Andy
Retired committee member
In my opinion the article is better than the title suggests.
https://www.nytimes.com/2018/01/10/opinion/in-my-chronic-illness-i-found-a-deeper-meaning.htmlI went from doctor to doctor looking for answers, but overnight I had gone from being a trusted rabbi and chaplain (who works with seriously ill and dying people on hospital medical teams) to a “hysterical” chronically ill person. Though I had seen it happen to my clients, I now understood firsthand that being disbelieved is nearly universal for people with chronic illnesses, especially those that are largely invisible or hard to diagnose or both. I had believed that as a health care professional, equipped with skills and advocates to navigate the system, I would be treated differently. I soon learned how hubristic that was.

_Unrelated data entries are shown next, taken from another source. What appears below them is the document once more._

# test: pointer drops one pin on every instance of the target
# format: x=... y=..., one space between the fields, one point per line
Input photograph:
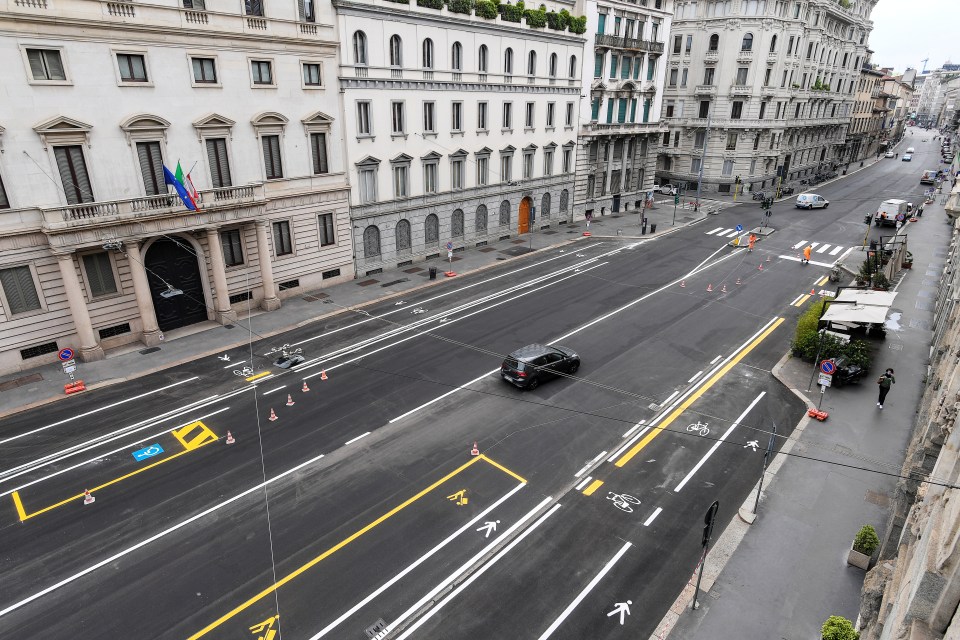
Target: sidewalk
x=39 y=386
x=784 y=575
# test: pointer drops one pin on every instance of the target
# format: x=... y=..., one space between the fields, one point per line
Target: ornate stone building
x=760 y=88
x=95 y=251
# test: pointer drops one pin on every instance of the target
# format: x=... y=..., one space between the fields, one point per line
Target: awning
x=856 y=313
x=867 y=297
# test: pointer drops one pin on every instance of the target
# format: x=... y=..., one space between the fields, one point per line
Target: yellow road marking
x=596 y=484
x=198 y=440
x=695 y=396
x=24 y=516
x=326 y=554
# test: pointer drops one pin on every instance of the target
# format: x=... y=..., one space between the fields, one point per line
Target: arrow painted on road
x=489 y=527
x=623 y=608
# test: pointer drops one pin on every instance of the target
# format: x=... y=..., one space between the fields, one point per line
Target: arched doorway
x=523 y=224
x=173 y=262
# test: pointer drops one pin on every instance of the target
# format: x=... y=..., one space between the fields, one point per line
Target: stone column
x=89 y=348
x=224 y=314
x=141 y=289
x=270 y=300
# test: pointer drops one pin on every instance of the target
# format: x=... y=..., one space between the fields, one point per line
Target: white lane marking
x=352 y=440
x=586 y=590
x=653 y=516
x=127 y=447
x=479 y=572
x=389 y=583
x=720 y=441
x=97 y=410
x=153 y=538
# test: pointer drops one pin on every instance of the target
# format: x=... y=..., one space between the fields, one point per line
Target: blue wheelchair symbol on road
x=147 y=452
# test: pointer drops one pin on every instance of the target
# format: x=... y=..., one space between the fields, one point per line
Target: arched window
x=456 y=57
x=359 y=47
x=396 y=51
x=371 y=242
x=403 y=237
x=428 y=53
x=431 y=230
x=481 y=223
x=456 y=224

Eventually, because of the tireless advocacy of my wife, I was diagnosed with central nervous system lupus (an autoimmune disease that attacks the brain and central nervous system), as well as fibromyalgia, chronic fatigue syndrome and complex migraines. My lupus diagnosis would later be taken away and then given back countless times as suited the needs of health insurance and disability insurance companies to sort and manage me and decide how much care I was entitled to. The needs of my body were virtually irrelevant in this process as my diagnosis become a monetized affair where I had to jump through increasingly difficult hoops to “prove” it.